CHAPTER V.
Morgan did not venture again to take any walks to the east of the town, though he dwelt with pain on the possibility of the Medhursts hoping to fall in with him again. He could only trust that they would understand, though from their point of view there might perhaps seem no reason why he should avoid them so utterly. Had not the last encounter been a success, they might argue, and had he not been perfectly cheerful and, to all appearance, happy in their company?
Once or twice he thought of writing to Mrs. Medhurst, but he could not get down a word, and the pen dropped from his hand.
He felt the effects for several days, a vision of that lamp-lit room continuing to obtrude between him and his work, and the stream of music still flowing from Margaret's fingers. His proofs were dirty and needed much correction; and he even found himself setting up his thoughts in type, instead of following his copy.
However, he toiled on, almost with desperation, and Mr. Kettering's respect for him and his abilities advanced greatly. He and Mark had never ceased to call him "sir"; and Morgan, on his part, could never cease wondering how such sterling character could exist side by side in the same family with the general instability that characterised the women. As for Alice and Mary, he had been so long now in the house that an occasional quarrel with them signified nothing; in fact, that was part of the routine of the life.
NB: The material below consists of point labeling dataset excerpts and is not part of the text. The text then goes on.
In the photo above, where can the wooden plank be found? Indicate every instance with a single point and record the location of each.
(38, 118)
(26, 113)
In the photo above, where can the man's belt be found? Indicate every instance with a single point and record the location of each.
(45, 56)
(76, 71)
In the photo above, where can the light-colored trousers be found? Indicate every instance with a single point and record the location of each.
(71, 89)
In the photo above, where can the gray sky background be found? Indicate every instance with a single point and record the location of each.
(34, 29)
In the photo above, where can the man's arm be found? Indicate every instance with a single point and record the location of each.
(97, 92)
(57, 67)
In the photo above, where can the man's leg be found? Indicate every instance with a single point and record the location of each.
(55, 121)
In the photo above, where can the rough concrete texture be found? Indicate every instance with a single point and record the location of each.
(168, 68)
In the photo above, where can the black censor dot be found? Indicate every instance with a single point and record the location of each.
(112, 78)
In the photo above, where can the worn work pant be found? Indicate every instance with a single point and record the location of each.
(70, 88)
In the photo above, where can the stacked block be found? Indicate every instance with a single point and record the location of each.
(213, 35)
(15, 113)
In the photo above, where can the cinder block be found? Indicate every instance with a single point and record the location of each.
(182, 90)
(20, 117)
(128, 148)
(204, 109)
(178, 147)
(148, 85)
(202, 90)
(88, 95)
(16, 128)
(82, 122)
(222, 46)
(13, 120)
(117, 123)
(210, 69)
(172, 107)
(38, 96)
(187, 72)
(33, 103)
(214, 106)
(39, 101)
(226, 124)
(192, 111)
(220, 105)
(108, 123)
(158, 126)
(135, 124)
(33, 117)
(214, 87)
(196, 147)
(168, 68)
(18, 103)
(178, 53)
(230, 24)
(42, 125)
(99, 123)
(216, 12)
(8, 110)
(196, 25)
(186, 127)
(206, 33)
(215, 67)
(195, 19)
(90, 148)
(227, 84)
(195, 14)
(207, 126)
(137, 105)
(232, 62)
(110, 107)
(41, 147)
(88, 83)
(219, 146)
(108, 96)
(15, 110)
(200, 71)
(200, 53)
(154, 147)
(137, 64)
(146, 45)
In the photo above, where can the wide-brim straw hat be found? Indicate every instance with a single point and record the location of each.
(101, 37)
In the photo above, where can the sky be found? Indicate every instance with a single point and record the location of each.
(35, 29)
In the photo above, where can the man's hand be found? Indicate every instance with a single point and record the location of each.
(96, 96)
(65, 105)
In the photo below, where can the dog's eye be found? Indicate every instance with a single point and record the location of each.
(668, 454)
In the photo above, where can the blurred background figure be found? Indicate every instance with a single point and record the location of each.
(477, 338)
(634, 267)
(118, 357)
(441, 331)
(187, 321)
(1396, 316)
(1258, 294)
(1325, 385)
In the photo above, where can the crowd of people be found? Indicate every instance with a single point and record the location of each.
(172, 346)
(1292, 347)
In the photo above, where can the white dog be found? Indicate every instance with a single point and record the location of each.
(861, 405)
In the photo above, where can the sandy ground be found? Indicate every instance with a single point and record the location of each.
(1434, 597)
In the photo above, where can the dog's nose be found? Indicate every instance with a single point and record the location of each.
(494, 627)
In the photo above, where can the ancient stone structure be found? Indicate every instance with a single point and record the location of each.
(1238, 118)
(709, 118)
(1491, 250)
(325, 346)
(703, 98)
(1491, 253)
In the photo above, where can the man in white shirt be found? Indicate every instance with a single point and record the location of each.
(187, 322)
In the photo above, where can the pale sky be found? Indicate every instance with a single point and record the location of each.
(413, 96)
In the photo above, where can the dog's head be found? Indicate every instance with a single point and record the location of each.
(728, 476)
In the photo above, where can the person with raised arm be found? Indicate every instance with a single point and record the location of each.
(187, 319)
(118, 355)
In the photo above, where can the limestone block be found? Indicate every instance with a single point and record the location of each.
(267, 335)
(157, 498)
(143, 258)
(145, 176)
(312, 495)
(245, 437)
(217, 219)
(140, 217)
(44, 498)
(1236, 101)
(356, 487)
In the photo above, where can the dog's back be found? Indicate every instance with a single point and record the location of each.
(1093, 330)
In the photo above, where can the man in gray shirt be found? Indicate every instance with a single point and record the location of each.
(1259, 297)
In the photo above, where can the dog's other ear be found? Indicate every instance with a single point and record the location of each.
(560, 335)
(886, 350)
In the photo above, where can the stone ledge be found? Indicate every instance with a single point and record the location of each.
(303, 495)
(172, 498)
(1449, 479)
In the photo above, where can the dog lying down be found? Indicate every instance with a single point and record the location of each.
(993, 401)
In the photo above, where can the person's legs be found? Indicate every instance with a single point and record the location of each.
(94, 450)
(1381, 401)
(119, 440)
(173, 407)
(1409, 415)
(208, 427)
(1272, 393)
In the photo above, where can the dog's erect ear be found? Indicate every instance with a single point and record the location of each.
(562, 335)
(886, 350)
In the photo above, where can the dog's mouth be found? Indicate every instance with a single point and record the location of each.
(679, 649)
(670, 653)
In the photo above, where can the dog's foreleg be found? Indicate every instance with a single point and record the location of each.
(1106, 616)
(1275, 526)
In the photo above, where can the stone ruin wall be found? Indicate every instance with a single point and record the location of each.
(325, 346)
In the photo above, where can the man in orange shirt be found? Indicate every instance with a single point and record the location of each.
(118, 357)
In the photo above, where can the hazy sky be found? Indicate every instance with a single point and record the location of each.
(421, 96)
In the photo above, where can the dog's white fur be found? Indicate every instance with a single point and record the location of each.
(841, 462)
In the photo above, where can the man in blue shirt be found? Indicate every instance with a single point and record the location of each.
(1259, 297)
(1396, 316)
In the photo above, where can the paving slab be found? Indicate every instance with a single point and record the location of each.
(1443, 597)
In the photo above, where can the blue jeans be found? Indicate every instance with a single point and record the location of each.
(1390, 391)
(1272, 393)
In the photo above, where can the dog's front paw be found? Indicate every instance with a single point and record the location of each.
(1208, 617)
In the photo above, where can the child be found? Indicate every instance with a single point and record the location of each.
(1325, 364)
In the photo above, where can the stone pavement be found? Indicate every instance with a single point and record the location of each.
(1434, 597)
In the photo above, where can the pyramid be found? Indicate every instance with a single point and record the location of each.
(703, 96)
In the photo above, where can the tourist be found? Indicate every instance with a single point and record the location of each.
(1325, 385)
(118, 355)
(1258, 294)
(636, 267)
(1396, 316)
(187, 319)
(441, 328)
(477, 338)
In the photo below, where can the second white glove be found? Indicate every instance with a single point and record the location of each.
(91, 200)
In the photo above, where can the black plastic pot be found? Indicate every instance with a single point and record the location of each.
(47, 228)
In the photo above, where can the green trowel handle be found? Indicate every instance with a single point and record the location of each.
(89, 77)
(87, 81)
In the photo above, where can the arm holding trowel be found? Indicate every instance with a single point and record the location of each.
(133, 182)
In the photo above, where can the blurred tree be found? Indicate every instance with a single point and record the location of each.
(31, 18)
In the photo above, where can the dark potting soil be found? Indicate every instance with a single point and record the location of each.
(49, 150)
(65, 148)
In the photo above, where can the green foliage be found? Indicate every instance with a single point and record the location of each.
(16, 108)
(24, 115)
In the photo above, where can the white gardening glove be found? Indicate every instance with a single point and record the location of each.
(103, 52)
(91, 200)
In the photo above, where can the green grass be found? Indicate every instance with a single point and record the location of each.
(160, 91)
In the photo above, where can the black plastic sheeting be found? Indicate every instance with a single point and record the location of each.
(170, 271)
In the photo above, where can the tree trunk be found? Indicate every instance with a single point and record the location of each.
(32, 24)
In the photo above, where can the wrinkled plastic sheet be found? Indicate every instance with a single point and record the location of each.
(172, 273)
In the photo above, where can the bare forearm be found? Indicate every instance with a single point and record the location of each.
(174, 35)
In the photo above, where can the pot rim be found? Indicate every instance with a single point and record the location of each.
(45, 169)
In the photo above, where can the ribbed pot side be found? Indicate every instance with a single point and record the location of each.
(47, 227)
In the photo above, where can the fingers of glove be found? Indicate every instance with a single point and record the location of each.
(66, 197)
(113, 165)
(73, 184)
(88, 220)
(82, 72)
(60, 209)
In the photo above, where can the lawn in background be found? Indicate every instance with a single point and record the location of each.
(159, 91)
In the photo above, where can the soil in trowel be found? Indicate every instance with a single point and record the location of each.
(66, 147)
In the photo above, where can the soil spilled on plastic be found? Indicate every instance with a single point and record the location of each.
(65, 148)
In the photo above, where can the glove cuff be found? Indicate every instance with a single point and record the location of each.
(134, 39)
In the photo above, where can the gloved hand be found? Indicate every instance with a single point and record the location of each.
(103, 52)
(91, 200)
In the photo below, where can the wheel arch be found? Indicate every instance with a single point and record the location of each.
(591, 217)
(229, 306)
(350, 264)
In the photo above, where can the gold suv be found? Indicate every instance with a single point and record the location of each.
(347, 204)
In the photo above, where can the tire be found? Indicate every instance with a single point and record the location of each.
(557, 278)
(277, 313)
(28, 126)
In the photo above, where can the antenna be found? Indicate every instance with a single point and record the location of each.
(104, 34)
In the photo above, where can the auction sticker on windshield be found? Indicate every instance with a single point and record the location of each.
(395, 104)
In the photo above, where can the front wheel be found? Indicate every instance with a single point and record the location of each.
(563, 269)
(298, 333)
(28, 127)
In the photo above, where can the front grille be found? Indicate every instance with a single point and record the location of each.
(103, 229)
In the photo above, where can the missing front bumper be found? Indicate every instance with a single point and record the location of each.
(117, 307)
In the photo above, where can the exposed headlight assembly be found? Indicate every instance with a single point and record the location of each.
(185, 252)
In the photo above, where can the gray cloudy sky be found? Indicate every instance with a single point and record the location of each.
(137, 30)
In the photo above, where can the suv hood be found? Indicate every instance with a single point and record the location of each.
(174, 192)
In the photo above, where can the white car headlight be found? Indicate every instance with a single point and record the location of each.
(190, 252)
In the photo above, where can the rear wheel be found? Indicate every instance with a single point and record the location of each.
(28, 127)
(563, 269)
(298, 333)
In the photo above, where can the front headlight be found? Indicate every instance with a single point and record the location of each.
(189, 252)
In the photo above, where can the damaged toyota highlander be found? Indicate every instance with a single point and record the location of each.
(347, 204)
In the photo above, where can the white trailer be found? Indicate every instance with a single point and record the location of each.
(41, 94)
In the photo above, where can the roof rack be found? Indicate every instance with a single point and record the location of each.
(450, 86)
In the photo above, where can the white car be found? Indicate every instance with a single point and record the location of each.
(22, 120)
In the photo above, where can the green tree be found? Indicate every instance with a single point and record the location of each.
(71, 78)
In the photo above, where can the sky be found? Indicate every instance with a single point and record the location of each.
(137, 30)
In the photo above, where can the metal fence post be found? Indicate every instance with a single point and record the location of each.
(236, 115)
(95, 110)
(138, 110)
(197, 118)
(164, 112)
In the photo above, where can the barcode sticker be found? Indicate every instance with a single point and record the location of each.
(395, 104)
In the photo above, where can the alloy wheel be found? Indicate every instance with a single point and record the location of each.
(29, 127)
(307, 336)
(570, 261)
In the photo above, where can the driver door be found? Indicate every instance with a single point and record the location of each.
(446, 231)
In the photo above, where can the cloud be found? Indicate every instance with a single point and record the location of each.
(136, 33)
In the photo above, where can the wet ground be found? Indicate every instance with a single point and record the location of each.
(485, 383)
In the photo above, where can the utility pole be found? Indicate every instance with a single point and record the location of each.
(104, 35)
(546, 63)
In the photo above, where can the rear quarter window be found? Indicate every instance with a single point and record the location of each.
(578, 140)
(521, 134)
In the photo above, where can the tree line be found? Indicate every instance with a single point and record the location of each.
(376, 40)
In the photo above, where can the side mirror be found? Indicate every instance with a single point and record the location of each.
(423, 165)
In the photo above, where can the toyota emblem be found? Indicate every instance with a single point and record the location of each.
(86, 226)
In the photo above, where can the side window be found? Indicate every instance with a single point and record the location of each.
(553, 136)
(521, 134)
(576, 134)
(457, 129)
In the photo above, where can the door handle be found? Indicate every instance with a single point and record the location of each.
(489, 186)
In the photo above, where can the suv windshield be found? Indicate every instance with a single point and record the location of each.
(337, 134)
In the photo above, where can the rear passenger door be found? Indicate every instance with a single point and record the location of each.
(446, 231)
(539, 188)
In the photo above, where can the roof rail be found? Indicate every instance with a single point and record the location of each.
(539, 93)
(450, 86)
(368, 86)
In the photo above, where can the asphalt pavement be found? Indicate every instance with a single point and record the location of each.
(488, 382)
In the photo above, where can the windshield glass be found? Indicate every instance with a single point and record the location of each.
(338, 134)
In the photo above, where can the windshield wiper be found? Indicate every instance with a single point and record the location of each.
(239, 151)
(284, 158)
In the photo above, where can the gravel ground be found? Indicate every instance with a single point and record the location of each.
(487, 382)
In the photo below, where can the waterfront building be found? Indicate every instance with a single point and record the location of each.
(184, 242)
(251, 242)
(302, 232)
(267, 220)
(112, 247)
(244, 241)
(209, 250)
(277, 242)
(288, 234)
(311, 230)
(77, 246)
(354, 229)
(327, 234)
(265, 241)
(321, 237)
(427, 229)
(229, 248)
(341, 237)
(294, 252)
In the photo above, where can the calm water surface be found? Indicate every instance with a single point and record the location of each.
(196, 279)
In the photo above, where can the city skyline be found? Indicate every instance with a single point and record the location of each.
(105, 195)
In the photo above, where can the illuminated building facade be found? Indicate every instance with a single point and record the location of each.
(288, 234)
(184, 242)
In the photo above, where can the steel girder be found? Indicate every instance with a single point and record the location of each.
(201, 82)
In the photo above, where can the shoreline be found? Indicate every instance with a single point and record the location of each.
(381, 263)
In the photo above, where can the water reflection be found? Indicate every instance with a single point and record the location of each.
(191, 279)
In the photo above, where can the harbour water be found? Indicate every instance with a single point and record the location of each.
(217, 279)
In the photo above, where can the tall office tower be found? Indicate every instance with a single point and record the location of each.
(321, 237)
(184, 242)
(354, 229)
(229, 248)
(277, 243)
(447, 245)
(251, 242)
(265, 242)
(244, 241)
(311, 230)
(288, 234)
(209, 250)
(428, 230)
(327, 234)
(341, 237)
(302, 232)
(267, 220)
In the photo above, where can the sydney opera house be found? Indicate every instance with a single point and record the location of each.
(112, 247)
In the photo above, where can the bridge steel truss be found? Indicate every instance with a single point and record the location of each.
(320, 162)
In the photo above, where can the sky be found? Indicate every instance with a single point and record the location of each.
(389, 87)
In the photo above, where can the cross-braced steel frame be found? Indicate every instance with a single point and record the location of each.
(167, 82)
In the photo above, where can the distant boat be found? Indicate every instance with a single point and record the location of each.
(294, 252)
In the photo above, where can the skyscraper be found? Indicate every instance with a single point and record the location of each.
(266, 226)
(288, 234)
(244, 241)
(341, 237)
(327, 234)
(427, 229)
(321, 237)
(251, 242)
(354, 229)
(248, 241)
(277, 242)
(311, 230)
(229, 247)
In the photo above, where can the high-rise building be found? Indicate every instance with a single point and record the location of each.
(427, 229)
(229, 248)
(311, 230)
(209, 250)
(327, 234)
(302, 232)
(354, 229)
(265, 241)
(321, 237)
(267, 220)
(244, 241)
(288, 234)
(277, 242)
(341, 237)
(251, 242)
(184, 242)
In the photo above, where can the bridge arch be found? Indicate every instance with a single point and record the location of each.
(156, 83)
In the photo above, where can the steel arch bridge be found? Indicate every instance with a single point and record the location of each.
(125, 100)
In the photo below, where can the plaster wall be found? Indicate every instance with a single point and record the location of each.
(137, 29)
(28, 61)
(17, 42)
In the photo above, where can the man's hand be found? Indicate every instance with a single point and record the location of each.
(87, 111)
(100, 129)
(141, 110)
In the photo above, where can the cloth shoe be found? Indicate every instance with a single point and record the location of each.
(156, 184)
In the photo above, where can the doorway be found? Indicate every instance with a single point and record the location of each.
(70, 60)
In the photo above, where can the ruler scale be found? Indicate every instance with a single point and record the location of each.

About the end of the year he got his first chance in life. Mr. Kettering had been very proud, indeed, of employing him, especially as he had proved so apt a learner, and the experiment had entirely been crowned with success. The old man had enlarged on Morgan's superior culture to the traveller of a great London paper firm—himself a man of some education—who had for many years been going abroad regularly on the business of his firm, and who as regularly looked in for Kettering's order. This Mr. Brett thus came to make Morgan's acquaintance, discovered he knew Greek and Latin, and divined some mystery was at the back of Morgan's present position.
The direct result of this acquaintance was that, on the first day of the next year, Morgan found himself installed as "reader" in a large firm of printers in Upper Thames street, London, in which a brother of Mr. Brett was the junior partner. He had thoroughly mastered the business of proof-reading under Kettering's tuition, and his Greek and Latin and general culture had done the rest for him, for there was now scope for all of it in his new position. His salary at starting was two pounds fifteen shillings per week, the same as that of his predecessor, who had left the firm voluntarily.
But even before leaving Dover he had had the satisfaction of being able to send Helen a few pounds to pay some of the workmen, and she had been able to make a satisfactory report to him. While she had been in Scotland a couple of letters had passed between them which sufficed for all they had to say to each other; and to his father as well he had reported progress from time to time. Simon and Mark Kettering both exhibited signs of emotion when the moment for parting came, and, though they were sorry to lose him, rejoiced with him at his promotion.
"And I can only hope," were Simon's last words, "that my daughter will never turn up to worry you, and that, even if you forget her, you'll sometimes think of us folk here at Dover. And, be sure, if you ever find yourself in the town again, there's a hearty welcome waiting for you at my house."
In London, Morgan took a large, airy garret in Southwark, to get from which to his work he had only to cross the bridge, and fitted it with a narrow folding-bed and the few things he needed. He made his own breakfast, had his dinner sent into the works at one o'clock from a neighboring coffee-shop, had tea made for him by one of the girl folders, and supped at home on bread and cheese. In this way he managed to live and to dress neatly—patronising a very different sort of tailor from his old London one—on a pound a week. Every penny of the rest he put by rigorously.